Welcome to PT, enjoy the site. Looks like you got it figured out. Some beautiful pic's there. A great bunch here.


----------



## catcapper (Feb 11, 2010)

Welcome to PT.

Looks like your do'in pretty well on the Reds--- are ya make'in any money on the furs, or just a bounty per head?.

awprint:


----------



## Stickandstring (Aug 27, 2017)

catcapper said:


> Welcome to PT.
> 
> Looks like your do'in pretty well on the Reds--- are ya make'in any money on the furs, or just a bounty per head?.
> 
> awprint:


Thanks for the welcomes!

There's no money in furs here. I can get a $10 bounty on foxes anywhere in my state but I just started trapping and shooting on 3000 acres that pays a $50 bounty.


----------



## hassell (Feb 9, 2010)

I forgot to ask your rifle setup.


----------



## Stickandstring (Aug 27, 2017)

Tikka T3x superlite .243
No it doesn't need a break but it sure makes it nice for a follow up shot when there's no recoil.


----------



## prairiewolf (Feb 19, 2012)

Welcome to PT !! Thats secon pic sure is a funny looking red fox, lol

Do you still have a lot of feral cats there ?, I figured by now they would be getting thinned out


----------



## 220swift (Mar 2, 2011)

Welcome to the PT forum Stickandstring ! Thanks for sharing the pictures, looks like you're getting the hang of it. $50 bounty will be a very good pay out, good luck with that.


----------



## youngdon (Mar 10, 2010)

Welcome to the forum. Great pics.


----------



## Ruger (Jan 22, 2011)

Welcome to the site, glad to see someone giving us some action from down under.


----------



## Stickandstring (Aug 27, 2017)

Ruger said:


> Welcome to the site, glad to see someone giving us some action from down under.


With hopefully plenty more action to come!

I joined this website to read about more trapping but also love hunting of all kinds.


----------



## youngdon (Mar 10, 2010)

Great pics.
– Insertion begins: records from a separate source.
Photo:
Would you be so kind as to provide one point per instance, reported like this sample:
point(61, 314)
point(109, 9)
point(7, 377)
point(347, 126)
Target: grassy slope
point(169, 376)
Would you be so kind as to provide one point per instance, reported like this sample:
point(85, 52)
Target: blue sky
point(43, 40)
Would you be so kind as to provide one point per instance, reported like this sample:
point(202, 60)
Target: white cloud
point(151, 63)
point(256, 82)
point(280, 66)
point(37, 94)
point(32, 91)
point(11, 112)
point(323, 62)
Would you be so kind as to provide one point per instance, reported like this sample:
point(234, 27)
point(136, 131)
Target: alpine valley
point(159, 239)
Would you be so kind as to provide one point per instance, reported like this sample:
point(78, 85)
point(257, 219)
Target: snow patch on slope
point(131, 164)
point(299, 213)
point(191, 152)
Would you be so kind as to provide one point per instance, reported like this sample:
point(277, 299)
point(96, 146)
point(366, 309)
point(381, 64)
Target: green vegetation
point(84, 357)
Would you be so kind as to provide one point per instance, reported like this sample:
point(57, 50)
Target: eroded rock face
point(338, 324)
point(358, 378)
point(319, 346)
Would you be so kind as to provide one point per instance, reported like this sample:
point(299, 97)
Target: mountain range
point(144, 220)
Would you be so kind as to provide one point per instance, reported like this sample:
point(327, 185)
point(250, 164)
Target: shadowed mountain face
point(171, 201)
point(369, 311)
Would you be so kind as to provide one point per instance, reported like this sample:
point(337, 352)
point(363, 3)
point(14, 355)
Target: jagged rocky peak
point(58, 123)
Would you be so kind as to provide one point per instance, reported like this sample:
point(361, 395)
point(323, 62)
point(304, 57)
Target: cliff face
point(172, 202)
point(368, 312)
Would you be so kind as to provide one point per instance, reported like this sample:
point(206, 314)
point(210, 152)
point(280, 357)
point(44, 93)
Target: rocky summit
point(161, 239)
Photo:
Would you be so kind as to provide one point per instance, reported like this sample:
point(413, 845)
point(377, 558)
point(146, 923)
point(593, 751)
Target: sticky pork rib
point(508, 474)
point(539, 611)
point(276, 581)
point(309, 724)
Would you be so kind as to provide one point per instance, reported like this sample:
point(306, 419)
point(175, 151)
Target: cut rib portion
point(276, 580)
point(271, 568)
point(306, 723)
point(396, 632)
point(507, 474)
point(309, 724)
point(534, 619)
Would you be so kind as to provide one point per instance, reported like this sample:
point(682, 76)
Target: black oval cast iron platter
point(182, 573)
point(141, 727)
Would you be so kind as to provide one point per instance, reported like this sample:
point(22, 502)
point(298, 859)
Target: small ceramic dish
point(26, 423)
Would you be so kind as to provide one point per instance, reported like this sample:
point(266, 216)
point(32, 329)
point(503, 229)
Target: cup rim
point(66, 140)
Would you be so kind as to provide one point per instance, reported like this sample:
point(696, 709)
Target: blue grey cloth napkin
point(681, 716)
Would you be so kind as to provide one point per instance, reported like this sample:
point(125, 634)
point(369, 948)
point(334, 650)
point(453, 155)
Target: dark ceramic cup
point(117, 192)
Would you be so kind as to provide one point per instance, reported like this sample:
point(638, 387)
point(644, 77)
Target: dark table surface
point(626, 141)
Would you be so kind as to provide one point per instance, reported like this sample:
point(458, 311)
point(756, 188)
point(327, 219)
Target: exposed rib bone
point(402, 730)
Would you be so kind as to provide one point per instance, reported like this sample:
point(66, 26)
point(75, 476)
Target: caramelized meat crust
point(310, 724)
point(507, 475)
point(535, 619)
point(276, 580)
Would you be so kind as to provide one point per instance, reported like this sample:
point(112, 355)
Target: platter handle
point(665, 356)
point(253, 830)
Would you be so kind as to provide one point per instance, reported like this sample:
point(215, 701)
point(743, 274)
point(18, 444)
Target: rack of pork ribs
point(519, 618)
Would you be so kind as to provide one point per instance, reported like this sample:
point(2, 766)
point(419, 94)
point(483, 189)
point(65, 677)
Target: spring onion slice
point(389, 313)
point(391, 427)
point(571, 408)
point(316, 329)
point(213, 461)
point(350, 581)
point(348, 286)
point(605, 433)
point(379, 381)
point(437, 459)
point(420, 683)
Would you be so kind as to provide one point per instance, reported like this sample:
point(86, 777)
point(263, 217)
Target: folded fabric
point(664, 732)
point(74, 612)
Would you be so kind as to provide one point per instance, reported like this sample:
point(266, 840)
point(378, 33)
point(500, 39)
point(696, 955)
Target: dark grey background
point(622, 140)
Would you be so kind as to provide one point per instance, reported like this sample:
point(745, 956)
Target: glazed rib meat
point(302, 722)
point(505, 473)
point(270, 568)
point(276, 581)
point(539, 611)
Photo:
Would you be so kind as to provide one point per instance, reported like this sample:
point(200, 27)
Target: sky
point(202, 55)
Where were these taken ?


----------



## Stickandstring (Aug 27, 2017)

youngdon said:


> Great pics. Where were these taken ?


All Victoria, Australia


----------



## catcapper (Feb 11, 2010)

Nice pictures.

Ha--- I thought I was the only one left shoot'in a recurve bow.

awprint:


----------



## prairiewolf (Feb 19, 2012)

cat, I still shoot a longbow, made by a friend of mine.


----------



## Stickandstring (Aug 27, 2017)

Doin it tough on the trap line at the moment, there is about 100 lambs a day being born, and with natural mortality and all the afterbirth on the ground I don't think my dirt hole sets are getting any interest. 
I trapped one fox and had one miss on a scent post set in the last 12 days.

As a consolation I caught this old dog fox out this morning. Definitely got some age on him.


----------



## 220swift (Mar 2, 2011)

Great pictures! Very nice animals taken with your bow!


----------